Bestia pochmurniała, rozumiejąc pragnienie dziewczyny, a jednocześnie nie mogąc pogodzić się z myślą o rozłące. Jednak smutek ukochanej nie dawał jej spokoju. Pewnego dnia, kiedy nastała zima, powiedziała:
– Jesteś wolna, jedź w odwiedziny do swojego ojca. Dam ci najszybszego rumaka z mojej stajni i magiczne zwierciadło. Gdy w nie spojrzysz, zobaczysz ten pałac i mnie, który będę ciebie wyczekiwał.

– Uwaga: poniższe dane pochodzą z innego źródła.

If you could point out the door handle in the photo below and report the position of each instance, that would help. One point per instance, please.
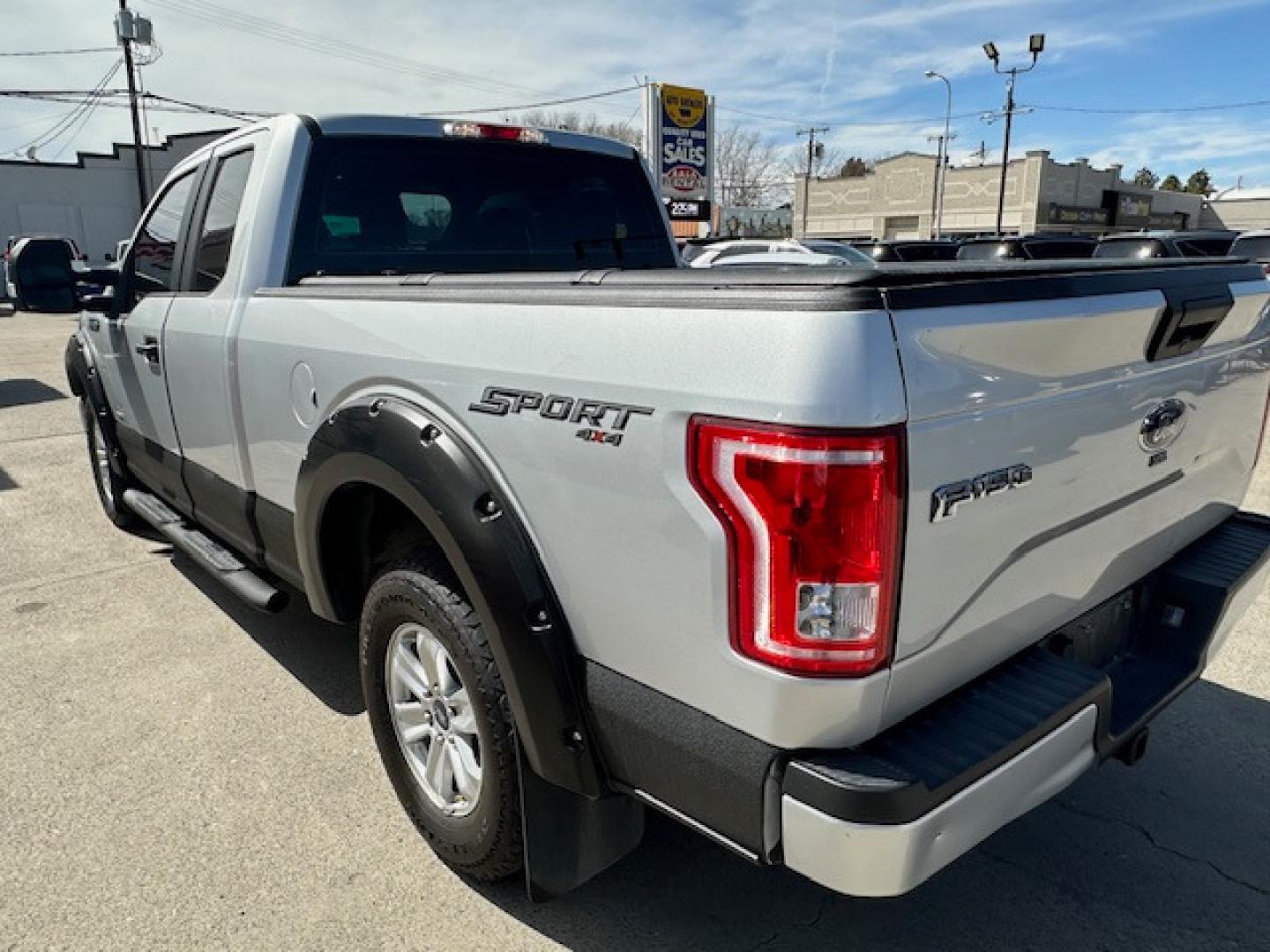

– Dziękuję! – ucieszyła się dziewczyna i ucałowała Bestię. – Obiecuję, że za parę dni wrócę!
Bestia odprowadziła dziewczynę do granic swojej posiadłości.
– Pamiętaj! – zawołała na odchodne – bez ciebie nie będę umiał żyć! Wróć szybko, inaczej pogłębię się w rozpaczy!
Dziewczyna nie słuchała. Pędziła przed siebie, myślami była już daleko, w rodzinnym domu, przy swoim ukochanym ojcu.
Kupiec nie mógł uwierzyć w spotykające go szczęście.
– Jednak wróciłaś! Udało ci się wyrwać ze szponów Bestii! Och, córeczko, taki jestem szczęśliwy! – powtarzał, mocno przytulając ukochane dziecko.
W domu kupca zapanowała wielka radość. Drzwi nie zamykały się od natłoku znajomych i przyjaciół.
Dni mijały w szczęściu, a szczęśliwi czasu nie liczą. Dziewczyna nawet nie pomyślała, żeby rzucić okiem w czarodziejskie zwierciadło, a już upłynęły dwa tygodnie od jej powrotu. Pewnego dnia, chcąc sprawdzić swoją fryzurę przed balem, spojrzała w lustro i zamarła. Ujrzała Bestię leżącą bez życia przed swoim zamkiem. Wróciły jej wspomnienia. „Nie dotrzymałam słowa! – wykrzyknęła. – Bestia umrze z rozpaczy, jeśli tu zostanę.”